Bending flexibles to profit
Packaging company Astrapak [JSE:APK] will have a difficult year ahead in proving to its investors it’s capable of turning around its flexible packaging division, which contributes half of the group’s annual income but left the final year bottom line lacking due to high costs and narrow margins.
Astrapak’s numbers to end-February 2011 revealed a turnover increase of 3,5% to R2,71bn, with its two key divisions – rigid plastics and flexibles – contributing roughly equal amounts. The primary problem with the company is its flexibles division can’t pull revenues through to the profit line due to high input costs, a one-off charge of R45m and aggressive pricing from competitors. The luckless division managed to declare a profit of just R4,7m for the year.
Astrapak chief finance officer Manley Diedloff has assured Finweek that the company is pulling out all the stops in an attempt to turn around its flexibles division, which manufactures consumer products such as refuse bags, shopping bags, food packaging for some of Woolworths’ brands and similar items.
On the cost front, Astrapak is targeting its energy consumption – a key cost push factor it’s unfortunately unable to always pass on to its consumers in time – through electricity saving initiatives. A significant restructuring process has also taken place, with retrenchment payouts included in the one-off R45m fee. That’s hopefully going to result in a leaner business. Some of flexibles’ problems are external, in particular the aggressively competitive market place where smaller players are undercutting prices.
Astrapak is competing with relatively outdated machinery, which places the entire endeavour on the back foot. Therefore, the fact it’s committed R106m from its current financial year’s capital expenditure budget towards updating equipment is good news – but only if there are no additional hidden problems at the division.
“The last thing you want is for them to put in all that capital expenditure into a unit that’s structurally challenged,” says Siphamandla Shozi, an equity analyst at Coronation Fund Managers [JSE:CML].
Diedloff says one of the key reasons flexibles have fallen behind is the technology gap between it and its competitors. “We’re attempting to close that gap through our capex and that will help us to better compete in the market,” he says.

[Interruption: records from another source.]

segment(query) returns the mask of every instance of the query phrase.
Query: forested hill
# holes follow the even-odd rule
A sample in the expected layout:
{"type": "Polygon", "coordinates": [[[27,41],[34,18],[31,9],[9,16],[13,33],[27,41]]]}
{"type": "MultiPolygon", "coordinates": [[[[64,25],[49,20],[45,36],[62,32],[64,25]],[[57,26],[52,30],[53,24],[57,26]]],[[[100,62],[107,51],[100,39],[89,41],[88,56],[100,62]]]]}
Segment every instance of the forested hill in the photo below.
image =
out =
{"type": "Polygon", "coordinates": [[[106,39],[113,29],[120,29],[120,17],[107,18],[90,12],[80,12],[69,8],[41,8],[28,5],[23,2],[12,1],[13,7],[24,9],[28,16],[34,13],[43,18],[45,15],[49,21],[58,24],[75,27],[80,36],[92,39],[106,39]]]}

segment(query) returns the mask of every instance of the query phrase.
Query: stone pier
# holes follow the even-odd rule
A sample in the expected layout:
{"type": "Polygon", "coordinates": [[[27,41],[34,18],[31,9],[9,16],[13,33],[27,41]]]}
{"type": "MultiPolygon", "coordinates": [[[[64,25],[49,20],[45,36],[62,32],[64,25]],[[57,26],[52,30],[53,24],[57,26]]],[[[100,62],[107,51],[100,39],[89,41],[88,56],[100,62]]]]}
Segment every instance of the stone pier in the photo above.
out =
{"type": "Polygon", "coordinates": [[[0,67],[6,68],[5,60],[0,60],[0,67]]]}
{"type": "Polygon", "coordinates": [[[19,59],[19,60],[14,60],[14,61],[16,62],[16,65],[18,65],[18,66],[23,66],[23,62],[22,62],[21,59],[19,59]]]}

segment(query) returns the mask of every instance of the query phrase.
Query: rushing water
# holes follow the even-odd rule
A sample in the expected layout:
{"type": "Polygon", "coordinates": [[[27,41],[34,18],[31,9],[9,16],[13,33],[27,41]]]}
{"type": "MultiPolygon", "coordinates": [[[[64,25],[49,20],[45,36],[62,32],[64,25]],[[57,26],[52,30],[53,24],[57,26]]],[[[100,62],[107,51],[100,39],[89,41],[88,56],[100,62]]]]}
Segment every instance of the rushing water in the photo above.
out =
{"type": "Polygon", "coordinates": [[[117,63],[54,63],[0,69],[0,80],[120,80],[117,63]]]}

At its current earnings multiple of 12,20 (reported by Bloomberg on 10 May) Astrapak is competitively priced against its chief listed competitor Nampak, which trades at 14,7. And the group’s strong rigids business does support the investment case for Astrapak.
Shozi says: “Something has to happen this year. If it’s able to deliver on the flexible business unit as it promises, then the share is attractive at these levels.”
A further curved ball will be thrown at the company later this year when paper maker Mondi’s packaging arm separates from the parent into its own listing on the JSE, as announced by the company last week. Mondi Packaging SA (MPSA) specialises in rigid packaging, with a bigger variety than Astrapak, which controls around 17% of SA’s rigids market. However, MPSA’s listing ambitions will include aggressive growth in that sector.
Both analysts Finweek spoke to – and Diedloff – are in agreement that MPSA going solo doesn’t immediately spell out bad news for Astrapak, as the currently Mondi-held company is already operating in this market sector.
“We’re still seeing significantly good growth in rigids, as there’s substitution taking place from other packaging into plastics,” says Diedloff. “There are a lot of opportunities for all of us.”
A clearer picture of MPSA’s intentions will probably only become available when it lists, with further details on that being issued later this month, a statement from Mondi says.